Whilst Government-established elderly care does exist in some countries, it is used quite infrequently, as the traditional methods of being cared for by younger generations of family members are preferred. Also – and probably as a consequence -, loneliness and even worse depression due to the old age is not as common in Asia as it is in Europe.
As of end 2015, males in Switzerland have the longest life expectancy of any men in the world, say the latest global public health statistics. But Swiss women have less of an edge on the rest of the world than four years ago, falling from second to sixth place in expected lifespan.

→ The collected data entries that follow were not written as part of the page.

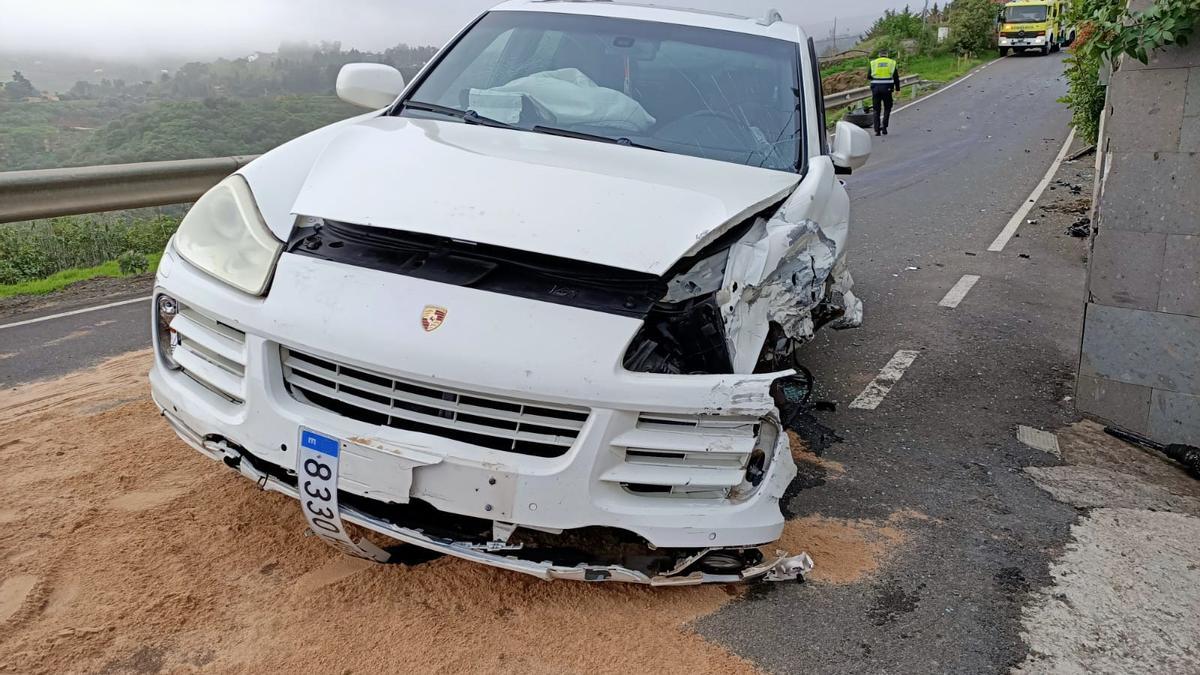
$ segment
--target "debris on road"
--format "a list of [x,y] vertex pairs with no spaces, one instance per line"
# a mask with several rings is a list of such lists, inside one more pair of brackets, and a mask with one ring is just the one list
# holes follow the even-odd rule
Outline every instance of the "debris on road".
[[1017,427],[1017,440],[1034,450],[1048,452],[1055,457],[1062,456],[1062,451],[1058,448],[1058,436],[1049,431],[1019,426]]
[[[1075,183],[1068,183],[1067,181],[1065,181],[1061,178],[1056,179],[1054,181],[1054,184],[1059,187],[1067,188],[1068,190],[1070,190],[1071,194],[1073,194],[1073,195],[1083,194],[1083,186],[1082,185],[1077,185]],[[1053,190],[1054,187],[1051,187],[1050,189]]]
[[1080,218],[1075,221],[1071,227],[1067,228],[1067,234],[1080,239],[1091,236],[1092,234],[1092,219]]
[[1092,145],[1089,145],[1086,148],[1080,150],[1079,152],[1072,154],[1070,157],[1067,158],[1067,161],[1074,162],[1076,160],[1087,157],[1088,155],[1094,155],[1094,154],[1096,154],[1096,145],[1092,144]]
[[1187,469],[1188,473],[1192,474],[1193,478],[1200,478],[1200,448],[1194,445],[1184,445],[1182,443],[1164,444],[1158,443],[1145,436],[1121,429],[1120,427],[1107,427],[1104,433],[1119,438],[1126,443],[1133,443],[1144,448],[1157,450],[1167,457],[1175,460]]

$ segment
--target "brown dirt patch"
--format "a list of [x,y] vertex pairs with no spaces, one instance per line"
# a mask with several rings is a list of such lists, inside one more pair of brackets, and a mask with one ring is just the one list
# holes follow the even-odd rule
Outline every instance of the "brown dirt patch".
[[1046,204],[1038,208],[1049,213],[1087,214],[1092,210],[1092,200],[1080,197],[1078,199]]
[[687,629],[724,588],[374,566],[302,536],[291,500],[175,438],[149,358],[0,392],[24,523],[0,528],[0,671],[753,671]]
[[0,582],[0,624],[21,609],[37,582],[38,578],[32,574],[18,574]]
[[[740,588],[376,566],[302,536],[294,502],[175,437],[149,361],[0,392],[3,520],[20,523],[0,527],[0,671],[753,672],[688,628]],[[903,543],[899,520],[804,518],[781,547],[850,583]]]
[[909,510],[884,521],[807,516],[788,521],[773,547],[807,551],[816,563],[809,577],[813,581],[850,584],[873,576],[908,540],[906,524],[929,520]]
[[858,89],[867,86],[867,74],[858,70],[843,70],[821,80],[821,86],[826,95]]

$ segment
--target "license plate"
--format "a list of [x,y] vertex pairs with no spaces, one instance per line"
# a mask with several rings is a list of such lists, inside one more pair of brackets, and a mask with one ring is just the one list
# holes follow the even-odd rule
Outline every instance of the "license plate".
[[387,551],[366,539],[354,541],[346,532],[338,507],[338,464],[342,443],[336,438],[308,429],[300,430],[300,451],[296,457],[296,488],[300,510],[313,534],[345,553],[387,562]]

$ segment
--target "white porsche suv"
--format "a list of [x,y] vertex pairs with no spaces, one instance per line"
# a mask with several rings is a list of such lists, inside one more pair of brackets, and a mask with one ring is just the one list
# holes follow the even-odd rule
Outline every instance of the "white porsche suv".
[[390,551],[349,524],[544,579],[803,573],[768,546],[783,422],[796,348],[862,320],[837,174],[870,152],[845,124],[830,147],[817,70],[777,13],[553,0],[411,83],[346,66],[374,111],[168,246],[154,400],[354,555]]

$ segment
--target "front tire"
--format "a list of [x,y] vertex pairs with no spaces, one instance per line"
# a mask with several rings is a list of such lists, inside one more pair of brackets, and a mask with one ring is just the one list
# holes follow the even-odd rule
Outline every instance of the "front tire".
[[1045,47],[1042,47],[1042,56],[1050,56],[1050,45],[1049,44],[1047,44]]
[[1004,58],[1006,56],[1008,56],[1008,47],[1001,47],[1000,48],[1000,58]]

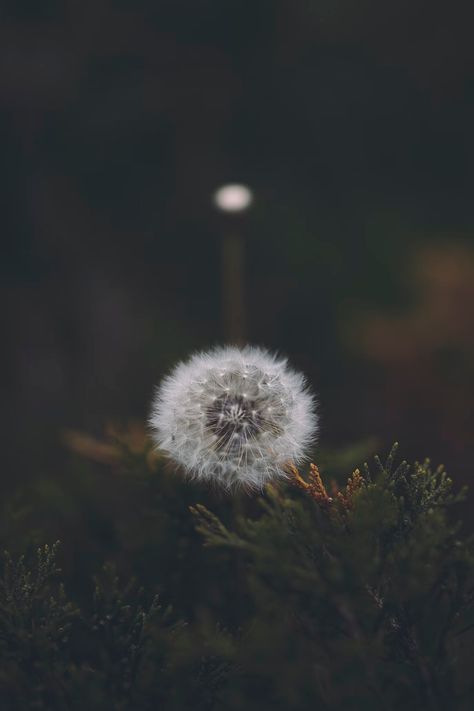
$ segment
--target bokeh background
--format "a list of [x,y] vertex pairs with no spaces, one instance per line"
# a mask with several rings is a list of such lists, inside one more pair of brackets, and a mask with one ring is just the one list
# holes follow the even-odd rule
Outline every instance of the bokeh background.
[[[65,430],[143,422],[164,372],[225,339],[230,232],[246,338],[307,373],[322,446],[397,439],[469,481],[469,3],[4,0],[0,19],[4,494],[66,480]],[[245,219],[212,203],[236,181]]]

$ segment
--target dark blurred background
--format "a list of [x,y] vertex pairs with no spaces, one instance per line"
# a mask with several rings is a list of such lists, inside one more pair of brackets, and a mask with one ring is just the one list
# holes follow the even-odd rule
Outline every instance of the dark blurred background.
[[[230,233],[246,339],[307,373],[322,445],[398,439],[469,480],[469,9],[4,0],[3,491],[66,476],[65,429],[143,421],[225,339]],[[227,182],[245,218],[213,206]]]

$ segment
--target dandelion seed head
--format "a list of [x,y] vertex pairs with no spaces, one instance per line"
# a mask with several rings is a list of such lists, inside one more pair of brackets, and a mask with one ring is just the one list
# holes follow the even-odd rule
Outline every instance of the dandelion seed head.
[[161,450],[196,479],[261,488],[305,458],[318,418],[302,375],[261,348],[216,348],[180,363],[150,415]]

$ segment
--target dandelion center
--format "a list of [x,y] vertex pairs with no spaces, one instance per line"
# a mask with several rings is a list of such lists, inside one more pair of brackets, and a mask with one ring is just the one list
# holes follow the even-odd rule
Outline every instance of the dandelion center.
[[242,395],[222,395],[207,410],[207,427],[217,437],[216,448],[228,448],[255,437],[262,429],[262,417],[253,400]]

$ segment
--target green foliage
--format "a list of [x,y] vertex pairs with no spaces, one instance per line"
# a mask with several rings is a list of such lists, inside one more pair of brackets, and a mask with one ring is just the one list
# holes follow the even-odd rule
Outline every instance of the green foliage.
[[[38,548],[35,564],[4,554],[0,579],[0,699],[3,708],[45,708],[46,685],[61,684],[77,608],[56,582],[58,544]],[[46,706],[47,707],[47,706]]]
[[[145,605],[143,590],[122,585],[111,565],[95,578],[90,610],[80,611],[56,581],[57,549],[38,549],[30,567],[5,554],[0,708],[200,708],[216,665],[190,660],[186,625],[173,622],[156,596]],[[188,671],[189,685],[179,685]]]
[[446,513],[459,497],[442,469],[394,455],[350,502],[269,489],[237,532],[194,508],[208,545],[243,552],[255,603],[229,708],[259,708],[260,692],[273,709],[472,707],[473,549]]
[[[462,493],[395,454],[342,488],[312,467],[233,499],[148,451],[114,454],[127,496],[111,489],[108,518],[94,503],[105,542],[66,545],[64,572],[57,544],[4,555],[0,708],[471,709],[474,547],[450,511]],[[96,574],[100,550],[111,562]]]

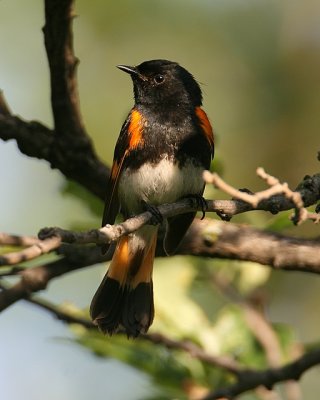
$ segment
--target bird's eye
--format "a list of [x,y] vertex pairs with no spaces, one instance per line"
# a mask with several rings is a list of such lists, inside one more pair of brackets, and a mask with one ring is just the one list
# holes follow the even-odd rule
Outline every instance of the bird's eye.
[[157,85],[160,85],[160,83],[164,81],[164,76],[161,74],[157,74],[153,77],[153,80]]

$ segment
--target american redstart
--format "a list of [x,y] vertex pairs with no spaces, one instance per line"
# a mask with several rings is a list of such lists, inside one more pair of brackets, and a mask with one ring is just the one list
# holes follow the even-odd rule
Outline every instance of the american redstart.
[[[139,214],[148,205],[202,197],[202,172],[214,154],[211,124],[193,76],[176,62],[118,65],[133,81],[134,106],[122,125],[107,186],[102,226]],[[195,212],[168,218],[163,241],[174,254]],[[154,317],[152,269],[159,225],[119,239],[90,314],[104,333],[147,332]]]

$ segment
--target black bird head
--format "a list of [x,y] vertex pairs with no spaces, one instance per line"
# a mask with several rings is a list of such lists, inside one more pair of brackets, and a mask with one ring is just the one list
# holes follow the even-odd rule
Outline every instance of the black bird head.
[[136,67],[118,68],[131,75],[136,104],[202,104],[198,83],[176,62],[152,60]]

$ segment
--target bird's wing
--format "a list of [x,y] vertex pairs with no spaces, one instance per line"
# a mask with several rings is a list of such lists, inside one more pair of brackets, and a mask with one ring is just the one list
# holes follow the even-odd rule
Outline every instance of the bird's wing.
[[113,164],[107,185],[102,226],[106,224],[112,225],[119,213],[119,178],[125,167],[126,159],[130,153],[142,143],[142,129],[143,117],[137,109],[133,108],[122,125],[119,139],[115,147]]

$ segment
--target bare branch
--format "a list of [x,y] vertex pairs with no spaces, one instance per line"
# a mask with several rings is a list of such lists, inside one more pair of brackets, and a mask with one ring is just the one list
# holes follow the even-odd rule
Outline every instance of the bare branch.
[[84,317],[79,317],[63,309],[61,306],[56,306],[51,302],[37,296],[31,296],[26,299],[29,303],[36,305],[54,315],[58,320],[68,324],[79,324],[87,329],[97,329],[93,322]]
[[[274,368],[280,367],[282,364],[282,352],[279,339],[272,324],[270,324],[263,313],[264,304],[261,296],[257,296],[257,293],[254,293],[253,296],[250,295],[249,298],[243,297],[232,285],[230,280],[223,278],[219,273],[213,273],[212,280],[215,287],[218,288],[223,295],[242,308],[248,328],[265,351],[268,365]],[[301,354],[299,354],[299,356],[300,355]],[[268,391],[266,393],[266,390],[266,388],[259,387],[256,389],[256,392],[259,392],[258,394],[261,395],[262,398],[272,398],[273,400],[280,399],[275,391],[272,391],[272,397],[270,397],[271,392]],[[299,384],[293,381],[286,382],[285,392],[288,400],[291,399],[291,393],[300,393]],[[296,399],[296,397],[293,397],[293,399]]]
[[296,361],[279,368],[270,368],[263,371],[244,371],[238,382],[229,387],[218,389],[202,400],[234,399],[236,396],[253,390],[259,386],[271,389],[279,382],[299,380],[308,369],[320,364],[320,349],[304,354]]
[[45,44],[51,78],[54,130],[11,114],[0,95],[0,138],[15,139],[22,153],[47,160],[101,199],[109,169],[98,159],[80,114],[71,22],[73,0],[45,2]]
[[34,258],[57,249],[60,245],[61,239],[58,236],[52,236],[46,240],[38,239],[26,249],[1,255],[0,266],[15,265],[23,261],[33,260]]
[[245,225],[195,220],[179,254],[253,261],[276,270],[320,273],[320,240],[288,237]]
[[[49,237],[44,242],[48,244],[52,239],[51,243],[57,244],[60,240],[71,238],[70,242],[76,243],[75,237],[78,234],[83,236],[79,240],[82,244],[95,242],[95,234],[92,235],[90,232],[92,231],[89,231],[88,241],[85,240],[85,232],[62,231],[61,237]],[[47,249],[49,247],[47,246]],[[44,266],[23,270],[20,273],[21,282],[14,285],[9,292],[0,293],[0,310],[25,298],[31,292],[45,288],[52,278],[111,258],[112,252],[102,257],[99,250],[97,247],[61,246],[59,254],[64,258]],[[10,259],[14,257],[16,260],[21,259],[21,253],[20,256],[13,254],[12,258],[9,254]],[[290,238],[248,226],[210,219],[202,221],[196,219],[193,222],[177,254],[254,261],[275,269],[320,273],[319,240]],[[159,243],[157,256],[163,255],[162,243]],[[8,257],[8,254],[2,257]]]
[[142,335],[141,338],[154,344],[161,344],[168,349],[183,350],[189,353],[192,357],[215,367],[222,368],[233,375],[238,376],[242,372],[241,367],[233,358],[208,354],[193,342],[173,340],[161,333],[149,333]]
[[[235,197],[241,199],[239,200],[205,200],[207,211],[216,212],[219,215],[231,217],[234,214],[238,214],[250,210],[267,210],[275,213],[275,205],[277,205],[277,211],[287,210],[291,208],[302,207],[302,198],[307,198],[307,203],[310,201],[314,204],[320,198],[320,174],[314,175],[313,177],[308,177],[305,181],[299,185],[300,192],[293,192],[288,188],[286,183],[280,184],[279,181],[264,172],[262,168],[258,169],[259,175],[267,180],[269,184],[273,184],[270,189],[249,194],[246,192],[239,191],[232,186],[224,182],[217,174],[211,174],[209,171],[204,172],[204,178],[207,182],[215,184],[217,187],[224,190],[226,193],[231,194]],[[306,184],[304,187],[303,184]],[[314,193],[312,199],[308,196],[307,190],[313,187]],[[275,196],[276,193],[281,193],[284,195]],[[249,203],[243,203],[243,202]],[[192,198],[185,198],[180,201],[171,204],[162,204],[158,206],[158,210],[163,216],[163,218],[170,218],[172,216],[188,213],[190,211],[202,211],[202,207],[199,206],[197,201]],[[299,209],[300,210],[300,209]],[[300,211],[301,211],[300,210]],[[302,212],[299,211],[299,215]],[[306,210],[305,210],[306,211]],[[307,211],[306,211],[307,212]],[[318,221],[319,216],[316,213],[312,214],[314,216],[313,220]],[[63,230],[61,228],[45,228],[39,233],[40,238],[45,239],[47,237],[57,235],[62,238],[62,241],[67,243],[97,243],[104,244],[106,242],[112,242],[118,240],[121,236],[127,235],[141,228],[145,224],[152,224],[153,216],[149,211],[142,214],[128,218],[121,224],[116,225],[106,225],[99,230],[91,230],[88,232],[70,232]]]
[[59,252],[63,256],[61,259],[23,269],[18,274],[21,279],[0,292],[0,312],[16,301],[26,299],[32,293],[45,289],[51,279],[106,260],[98,248],[68,246],[62,247]]
[[35,236],[18,236],[0,232],[0,245],[5,246],[32,246],[39,242]]
[[89,142],[80,113],[76,80],[79,61],[73,51],[73,18],[74,0],[45,1],[43,32],[50,67],[55,131],[58,135],[73,137],[73,140],[81,138]]
[[[258,168],[257,174],[264,172],[262,168]],[[262,177],[262,175],[260,175]],[[267,178],[267,175],[264,174],[264,179]],[[260,203],[261,200],[269,199],[272,196],[275,196],[276,194],[282,194],[284,193],[284,187],[276,178],[271,177],[271,175],[268,175],[269,180],[267,182],[271,186],[269,189],[262,190],[261,192],[257,193],[248,193],[243,190],[238,190],[234,188],[233,186],[229,185],[226,183],[222,178],[217,173],[211,173],[209,171],[204,171],[203,173],[203,179],[205,180],[206,183],[212,183],[216,188],[222,190],[223,192],[229,194],[233,198],[245,201],[246,203],[249,203],[253,208],[257,208],[258,204]],[[273,178],[273,180],[271,179]]]
[[56,142],[54,132],[43,124],[26,122],[16,116],[0,114],[0,139],[16,140],[20,151],[29,157],[46,160],[66,178],[73,179],[91,193],[104,199],[109,169],[86,149],[79,149],[77,140]]
[[[261,210],[264,209],[266,211],[270,211],[271,213],[275,214],[279,211],[283,211],[284,209],[295,209],[295,214],[292,217],[292,221],[295,224],[300,224],[307,219],[314,221],[315,223],[319,222],[320,216],[317,213],[310,213],[306,210],[305,206],[309,206],[314,204],[320,198],[320,192],[317,193],[317,189],[315,191],[315,200],[310,203],[309,198],[305,195],[304,191],[302,191],[304,183],[304,189],[310,188],[314,182],[310,182],[309,176],[305,177],[302,184],[298,186],[298,188],[293,191],[289,188],[286,182],[280,183],[279,179],[275,178],[272,175],[269,175],[265,172],[263,168],[257,169],[257,175],[262,178],[270,187],[268,189],[262,190],[257,193],[248,193],[248,191],[238,190],[233,186],[226,183],[220,176],[216,173],[211,173],[209,171],[204,171],[203,178],[207,183],[212,183],[216,188],[222,190],[223,192],[231,195],[234,199],[241,200],[247,204],[249,204],[252,208]],[[312,178],[315,178],[316,175]],[[318,179],[318,178],[316,178]],[[307,182],[308,181],[308,182]],[[317,185],[318,186],[318,185]],[[278,195],[278,196],[277,196]],[[279,201],[279,195],[283,195],[282,200],[287,200],[290,206],[281,206],[282,201]],[[303,200],[305,199],[305,200]],[[267,202],[267,208],[265,208],[264,203]],[[269,204],[268,204],[269,203]],[[238,212],[236,212],[238,213]],[[234,214],[236,214],[234,213]],[[225,213],[224,211],[220,211],[220,215],[231,217],[232,213]]]
[[[159,206],[161,214],[165,217],[190,209],[192,209],[191,204],[186,199],[174,204]],[[52,251],[59,247],[59,241],[71,244],[104,244],[115,241],[122,235],[129,234],[151,221],[151,213],[145,212],[122,224],[107,225],[101,229],[85,232],[44,228],[39,233],[44,242],[43,246],[41,245],[43,242],[39,240],[31,250],[25,249],[22,252],[3,255],[0,257],[0,264],[13,265],[21,262],[25,259],[26,254],[28,259],[31,259],[32,256],[38,257],[45,251]],[[50,238],[56,238],[56,240],[50,240]],[[177,253],[254,261],[275,269],[320,273],[320,240],[291,238],[212,219],[203,221],[196,219]],[[161,243],[157,247],[157,255],[164,256]]]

The World Health Organization (WHO) life expectancy statistics place Swiss men above Icelanders, who held the top spot in the report’s last edition in 2012. Boys born in Switzerland can expect to live to the age of 81.3 years, considerably above the world average of 69.1 years.
Swiss women live to an average age of 85.3 years, the same life expectancy as those from Spain and an increase over 2012 when their expected lifespan was 85. In 2016, Swiss women were surpassed in life expectancy by those from Singapore, South Korea, France and Japan, which took the top spot.
There are large regional disparities in life expectancy, according to the WHO report. Whereas newborns in 29 high-income countries are expected to live 80 years or more, those in 22 others – all in sub-Saharan Africa – have a life expectancy of less than 60 years.